One remarkable exception — an emotional high point in the film — is Abuela Claudia’s song “Paciencia y Fe,” a gorgeous, piercing remembrance of exile and adaptation. She recalls her exodus from Cuba as a little girl in the 1940s as she nears the end of her life. There is bitterness in the recollections of what came next, as well as estrangement and difficulty, to go with the patience and trust. Dancers in flowing linen robes and head wrappings twirl and lunge on old subway vehicles as she sings.
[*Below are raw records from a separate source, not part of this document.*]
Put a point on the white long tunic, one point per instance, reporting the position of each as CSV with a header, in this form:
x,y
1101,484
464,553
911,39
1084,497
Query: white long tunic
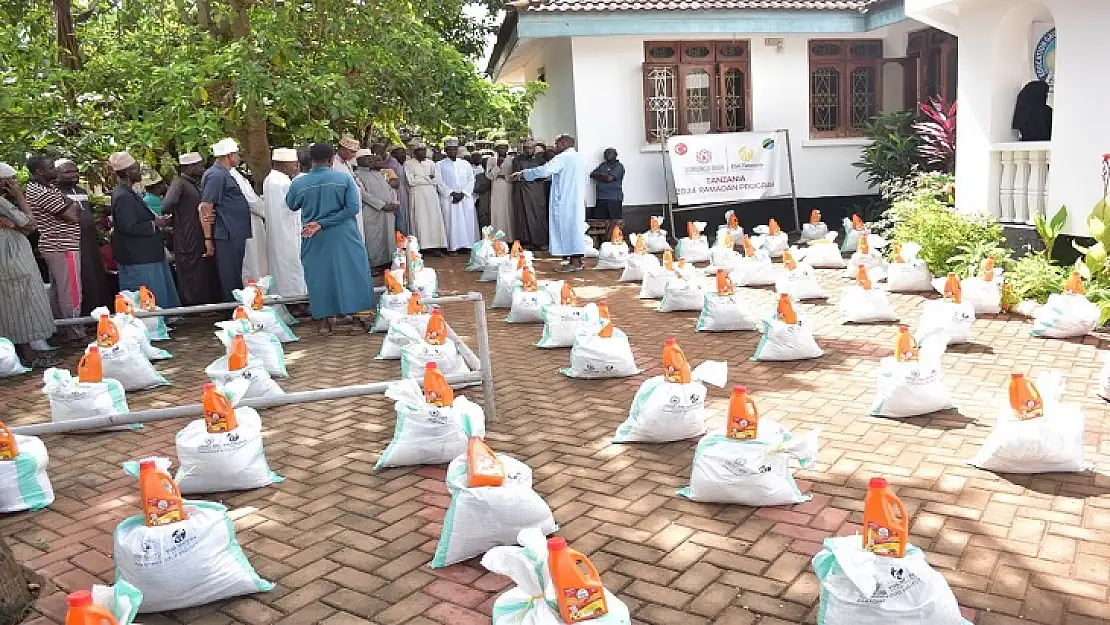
x,y
461,218
566,215
283,237
424,204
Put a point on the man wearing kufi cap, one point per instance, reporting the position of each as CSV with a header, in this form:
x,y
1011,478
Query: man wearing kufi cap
x,y
138,237
283,225
226,217
57,219
198,280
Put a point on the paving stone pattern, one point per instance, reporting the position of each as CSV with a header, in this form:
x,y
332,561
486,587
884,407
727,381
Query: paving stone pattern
x,y
349,545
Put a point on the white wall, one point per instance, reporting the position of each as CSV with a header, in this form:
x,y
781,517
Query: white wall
x,y
609,110
554,112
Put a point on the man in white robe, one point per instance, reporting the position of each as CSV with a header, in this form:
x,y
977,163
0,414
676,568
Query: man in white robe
x,y
455,179
424,201
283,225
566,217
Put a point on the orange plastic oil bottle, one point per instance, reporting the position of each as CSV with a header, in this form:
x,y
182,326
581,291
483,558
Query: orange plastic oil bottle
x,y
788,261
147,300
676,369
89,369
219,414
863,279
906,349
1075,285
743,415
122,305
81,611
236,360
725,285
886,525
528,280
1025,397
483,466
785,310
8,447
161,499
578,590
952,289
108,335
436,333
436,390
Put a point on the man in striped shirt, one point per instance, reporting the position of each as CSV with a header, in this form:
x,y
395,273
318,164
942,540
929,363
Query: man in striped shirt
x,y
57,218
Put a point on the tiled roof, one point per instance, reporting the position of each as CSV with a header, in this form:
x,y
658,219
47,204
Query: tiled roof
x,y
598,6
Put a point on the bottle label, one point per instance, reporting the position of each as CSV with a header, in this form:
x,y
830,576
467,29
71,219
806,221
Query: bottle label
x,y
883,541
584,603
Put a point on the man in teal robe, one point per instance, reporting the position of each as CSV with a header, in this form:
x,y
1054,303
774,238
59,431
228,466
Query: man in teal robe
x,y
333,253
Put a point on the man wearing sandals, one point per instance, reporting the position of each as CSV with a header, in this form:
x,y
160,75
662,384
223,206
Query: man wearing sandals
x,y
336,270
566,217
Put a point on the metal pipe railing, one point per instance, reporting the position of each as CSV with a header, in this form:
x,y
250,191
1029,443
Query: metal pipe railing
x,y
480,363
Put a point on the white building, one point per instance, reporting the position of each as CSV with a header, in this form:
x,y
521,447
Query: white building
x,y
1005,43
623,73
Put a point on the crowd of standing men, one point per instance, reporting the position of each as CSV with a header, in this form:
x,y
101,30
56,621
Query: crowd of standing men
x,y
325,219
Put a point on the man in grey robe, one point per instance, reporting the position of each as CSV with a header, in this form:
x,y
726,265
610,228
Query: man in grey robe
x,y
379,208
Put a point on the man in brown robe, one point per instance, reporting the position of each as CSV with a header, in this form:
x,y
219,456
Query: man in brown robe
x,y
198,281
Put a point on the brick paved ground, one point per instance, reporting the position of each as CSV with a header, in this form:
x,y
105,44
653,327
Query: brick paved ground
x,y
347,545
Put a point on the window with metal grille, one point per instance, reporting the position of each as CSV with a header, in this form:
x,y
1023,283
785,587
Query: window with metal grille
x,y
845,86
696,88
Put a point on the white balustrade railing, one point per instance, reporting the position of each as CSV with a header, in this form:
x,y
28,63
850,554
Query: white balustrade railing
x,y
1020,187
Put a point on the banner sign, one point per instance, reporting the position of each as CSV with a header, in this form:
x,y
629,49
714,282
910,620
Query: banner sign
x,y
734,167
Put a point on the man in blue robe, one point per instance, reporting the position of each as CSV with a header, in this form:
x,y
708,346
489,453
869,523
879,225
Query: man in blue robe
x,y
333,253
566,215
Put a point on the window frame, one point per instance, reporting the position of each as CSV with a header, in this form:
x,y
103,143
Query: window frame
x,y
716,63
845,63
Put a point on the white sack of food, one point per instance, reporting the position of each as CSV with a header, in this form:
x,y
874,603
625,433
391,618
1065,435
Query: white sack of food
x,y
1052,443
484,517
184,564
667,411
598,356
859,587
755,472
425,433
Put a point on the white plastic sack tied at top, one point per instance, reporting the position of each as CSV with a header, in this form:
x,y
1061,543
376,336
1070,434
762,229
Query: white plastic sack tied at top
x,y
864,302
1067,314
70,399
595,355
23,480
273,319
798,280
755,472
694,248
786,336
1050,443
907,273
425,433
823,253
527,305
155,325
484,517
562,323
859,587
665,411
261,344
911,383
9,360
184,564
532,601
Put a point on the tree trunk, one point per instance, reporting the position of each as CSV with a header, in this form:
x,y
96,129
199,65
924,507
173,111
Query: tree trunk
x,y
16,596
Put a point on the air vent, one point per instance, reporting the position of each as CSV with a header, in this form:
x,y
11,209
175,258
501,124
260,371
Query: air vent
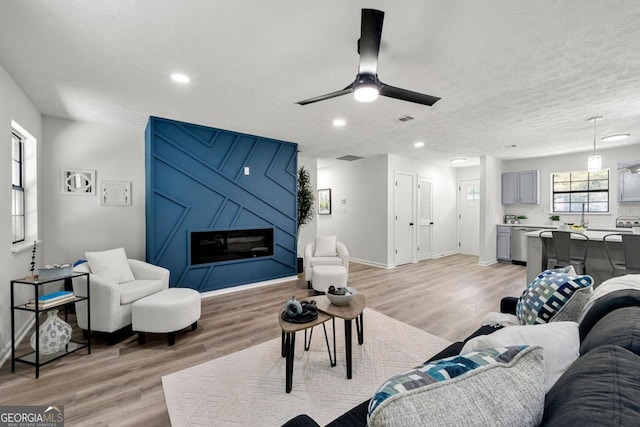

Miranda’s brilliance as a composer and lyricist is confirmed in the song, as is his specific genius as a cultural historian.
The pictures invoke both Caribbean dance traditions and midcentury choreographic modernism, while the music blends Latin American idioms on top of a solid show-tune foundation. The synthesis is a revelation in part because it reveals crosscurrents and influences that have always existed, even if they were not always recognized or represented in this manner.
And “In the Heights,” which premiered on Broadway in 2008 and was scheduled to be released in theatres the following year, feels as fresh as a freshly scraped piragua on a scorching July day and as permanent as the girders of the George Washington Bridge. It’s popular American entertainment in the finest sense – an expression of impatience and faith, a celebration of communal bonds and individual bravery, a testament to the ability of art to transform adversity into the stuff of dreams.